トレイの上にはカレーとサラダと飲み物を入れるコップが用意されていた。俺も彼に習い、トレイを取り、彼が座った席の向かいにトレイを置いた。
味はなんの変哲もないカレーライスだ。食欲盛りの男子には少しばかり物足りない気もするが、今日は疲れて食欲がないのでこれで良かった。
「ご馳走様……あの、ええと325A君?」
前の男はにっこりと俺に微笑む。
「お、なになに?」
「色々とわからないんだけど、そのありがとう……まじで助かった」
「どういたしまして。ここ普通じゃないからな、お前も目立たず、地味に過ごして……無事に卒業しような」
なにか、今不穏なことを言わなかったか?
「地味……?」
「ああ、目立ったら『死ぬ』からな。さてっと、どうせ同室のやつ帰ってこないだろうし、明日の朝は俺が教室に連れてってやるから、朝7時半にここ食堂に集合な」
というだけ言って、彼はトレイを持って立つ。俺を慌ててそれに習った。
「そうそ、なるべく目立たないほうがいいぞ」
そういって彼は、ほとんど食べてないカレーを食器返却台に戻していた。
変すぎる。
だいたい父から聞いたのは、寮生活になるということだけだった。まさかこんなとんでもない学校に放り込まれるなんて。

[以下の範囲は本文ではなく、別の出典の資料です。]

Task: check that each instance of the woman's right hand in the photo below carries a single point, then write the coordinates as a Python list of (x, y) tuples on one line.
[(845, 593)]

部屋に戻ると、先ほどは付いていなかった部屋の電気がついている。同室のやつが帰ってきたのかと思ったが、どうやら違うようだ。
「今日は戻らないといってたし……」
同室のやつの机に置かれている教科書は、自分が使ってたものよりも少しレベルが高く、分厚かった。熱心な勉強家らしく、教科書の端のところどころにメモ書きが残されている。
「……仲良く慣れるかな、あんま勉強得意じゃない……」
まだ見ぬ同居人。できるなら、そこそこ良好な関係が築ける相手だといいなと思った。勝手に見た教科書をそっと机に戻して、自分の荷物の整理に取ろうとした時だ。
教科書を机に置いた時の衝撃か何か、少しだけ机の引き出しが開いたのだ。そしてそこから、覗いているのは封筒。人の手紙をわざわざ机から出すなんて、普段ならそんなこと絶対にしないのだが。
「なに、これ」
だって、手紙の当て名にあったのは俺の本名なのだ。間違えて先にこちらに俺宛の手紙が届いたものを、同居人が保存してくれていたのかもしれない。
そう思って、引き出しを開けた。
同居人の引き出しの中は。
「錠剤だ」
いくつもの色とりどりの錠剤がそのまま引き出しに入っており、その上に俺宛の封筒がそっと置かれていた。いくら病人とは言え、錠剤ってそのまま保管するものか?意味がわからず、俺は、その封筒だけを手に取り急いで引き出しを閉めた。
俺は盗みをしたような変に高揚していた。封筒の名前は、やはり自分の名前だ。封を開けられた気配はない。裏を返すと、リンゴのシールが貼ってある。女子のようだなと思った。
俺はドキドキして、ハサミをその封筒に当てた。